On the way home I noticed a garden full of statues of the Buddha -
I thought about that
Friday, February 29, 2008
Tonight, the task in hand for me is to listen to and not be afraid of the silence, you know how it is . . . ?
Granny says, these modern women they don't know what they want any more
Thursday, February 28, 2008
walker
blood stains on a pavement in the shape of a palm tree . . .
A mood of timidity and exhaustion here, tangible in the air, giving the end of the week a slight holiday feel at 7.43am, an expectation of free days to come perhaps?

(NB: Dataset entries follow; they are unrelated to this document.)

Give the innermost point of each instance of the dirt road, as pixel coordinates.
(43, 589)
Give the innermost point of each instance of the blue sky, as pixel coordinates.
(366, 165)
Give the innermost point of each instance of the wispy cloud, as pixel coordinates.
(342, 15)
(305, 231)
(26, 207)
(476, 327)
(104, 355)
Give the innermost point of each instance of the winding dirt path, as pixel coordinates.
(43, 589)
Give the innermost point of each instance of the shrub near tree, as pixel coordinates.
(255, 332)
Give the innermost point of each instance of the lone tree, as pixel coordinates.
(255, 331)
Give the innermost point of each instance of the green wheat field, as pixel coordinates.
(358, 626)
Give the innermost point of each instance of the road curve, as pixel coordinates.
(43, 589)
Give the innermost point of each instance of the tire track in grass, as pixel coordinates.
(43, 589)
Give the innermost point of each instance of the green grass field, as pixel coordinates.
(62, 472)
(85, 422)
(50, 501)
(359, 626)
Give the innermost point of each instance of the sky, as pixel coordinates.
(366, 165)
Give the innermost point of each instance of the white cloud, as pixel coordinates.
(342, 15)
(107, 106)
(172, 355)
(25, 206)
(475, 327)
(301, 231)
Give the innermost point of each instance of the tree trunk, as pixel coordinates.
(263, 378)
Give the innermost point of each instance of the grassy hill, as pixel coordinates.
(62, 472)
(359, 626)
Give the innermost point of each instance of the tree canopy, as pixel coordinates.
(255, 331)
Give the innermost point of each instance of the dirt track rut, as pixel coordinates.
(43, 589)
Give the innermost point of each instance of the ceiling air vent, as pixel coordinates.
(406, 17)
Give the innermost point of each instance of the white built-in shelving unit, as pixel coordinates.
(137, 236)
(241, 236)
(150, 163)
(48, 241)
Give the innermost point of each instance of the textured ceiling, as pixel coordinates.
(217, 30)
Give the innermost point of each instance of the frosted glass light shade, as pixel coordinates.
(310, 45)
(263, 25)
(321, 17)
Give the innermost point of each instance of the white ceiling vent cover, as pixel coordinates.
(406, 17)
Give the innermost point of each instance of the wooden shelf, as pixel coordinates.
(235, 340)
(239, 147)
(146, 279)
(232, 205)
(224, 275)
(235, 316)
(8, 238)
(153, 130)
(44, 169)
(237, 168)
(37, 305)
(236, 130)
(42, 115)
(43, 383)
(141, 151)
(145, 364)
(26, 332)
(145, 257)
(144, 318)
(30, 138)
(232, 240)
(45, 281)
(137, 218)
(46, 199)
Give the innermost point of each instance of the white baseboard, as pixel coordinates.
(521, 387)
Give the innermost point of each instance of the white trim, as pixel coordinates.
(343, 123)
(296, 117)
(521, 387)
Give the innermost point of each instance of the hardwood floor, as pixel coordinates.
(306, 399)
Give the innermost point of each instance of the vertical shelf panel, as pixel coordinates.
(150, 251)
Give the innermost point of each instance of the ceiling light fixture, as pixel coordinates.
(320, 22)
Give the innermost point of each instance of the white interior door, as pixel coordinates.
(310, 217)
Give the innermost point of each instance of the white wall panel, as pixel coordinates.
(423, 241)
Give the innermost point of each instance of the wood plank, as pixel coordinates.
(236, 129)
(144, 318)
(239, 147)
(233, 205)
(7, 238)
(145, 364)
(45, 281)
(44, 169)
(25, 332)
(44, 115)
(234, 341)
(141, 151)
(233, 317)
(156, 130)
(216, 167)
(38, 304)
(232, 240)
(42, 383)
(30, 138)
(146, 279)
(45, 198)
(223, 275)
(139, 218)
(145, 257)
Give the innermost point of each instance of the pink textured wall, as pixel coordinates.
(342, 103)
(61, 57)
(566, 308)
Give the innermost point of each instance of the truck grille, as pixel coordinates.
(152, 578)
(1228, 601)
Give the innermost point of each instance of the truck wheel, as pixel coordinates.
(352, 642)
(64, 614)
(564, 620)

Thursday, February 14, 2008
rancour
sat next to some fat, stinking, grouchy nobo-daddy on the X68 southbound, who gazed ahead of himself with eyes open but asleep, like a crocodile's lids hypnotizing the ready dead and guzzling down chain slurps of isotonic sugar drink whilst refusing to look either to his left or right -
tall woman by St Paul's whose botox face was falling apart – she was epitome of the proverbial mutton, though somewhat surprisingly she was stepping out fast paced through the thronging masses on their way to work, yet she must have been at least 110 years old – or maybe the chemical mask misled me?
7/2/08
a ball of nasty barbed pain (heartache) sits in me, right in the guts of me, that I wish I could cough up, expel readily like an owl removes the bones and matted fur of all the prey its eaten in a succinct little pellet of internal refuse, watch it shoot from me and sit there on the pavement so I could laugh at it and dance around it, out of me, gone, eradicated – but, no of course, it's here for the duration – ba boom!
Tuesday, January 29, 2008
taking the place of sleep is the cold wide-awake deliriums whereby I listen to the house whilst my body freezes beneath the blankets - i dream fitfully of the wild west and Arthur Conan-Doyle entering thehouse with a bloodhound but not telling me what he's looking for - saying cheerio with a big smile as he walks into the cupboard under the stairs never to be seen again
sit on the edge of the bath like some steaming drunk and pine for the woman i love so far away - some blues - gut wrenching, kicked there by the sweeping suddeness of it - who are we if we don't exist for love?
Monday, January 28, 2008
at work i spend time off-loading out-of-date files that can't be kept longer than 7 years in light of Data Protection Act strange to be putting evidence of lives away into plastic bags; watching histories depart ready for the shredder - could almost hear them calling out 'no' echoing all the way donw to the hard bumpat the bottom of the bag
in that dusty backroom I feel like Bukowski's factotum carrying some burden of work and displacement and wonder (I mean a kind of existential wonder- questions and shake-of-the-head realisations) - maybe I'm in my post cage and need to put pictures up to brighten my imagination
Thursday, January 24, 2008
Red kites in the sunset
The bookseller in birmingham provides me with a free magazine & a tempting offer & I accept the free magazine full of reviews of literature & books & I sit reading it & imagining one day i'll create something like that; something that people admire, something filled with beauty
I hit london at rush hour & immediately feel utterly lost in the fight, the haste, - my head aches within minutes - I forgot I was awake at 5am - I long for the solace of the woman I love, the companionship even when she dislikes me is my treasure & my faith; but she is a world away in a place where the hills are painted ladies of grace, patchwork Annies
I watch a woman on the bus drawing in a sketch book; blue & green coloured patterns
Funny then that a drunk old duffer with grey dreads should stumble on the kerb edge and flail forward smacking his lip on the concrete mashed up, & when I offer him a tissue to clean it he starts rail & rant & leaves a glance hanging in the air between us - one more try with the tissue & he shrugs it off & starts to shout at my departing figure shrinking away in the lamplight
Wednesday, January 23, 2008
first night blues
What animal was that before dawn, wailing beneath my bedroom window, bringing up the sun?
Truth is the carpets are filthy and the more I look the more I realize I don’t think they’ll ever come clean – what’s worse is that the stains are sinister: wine or blood?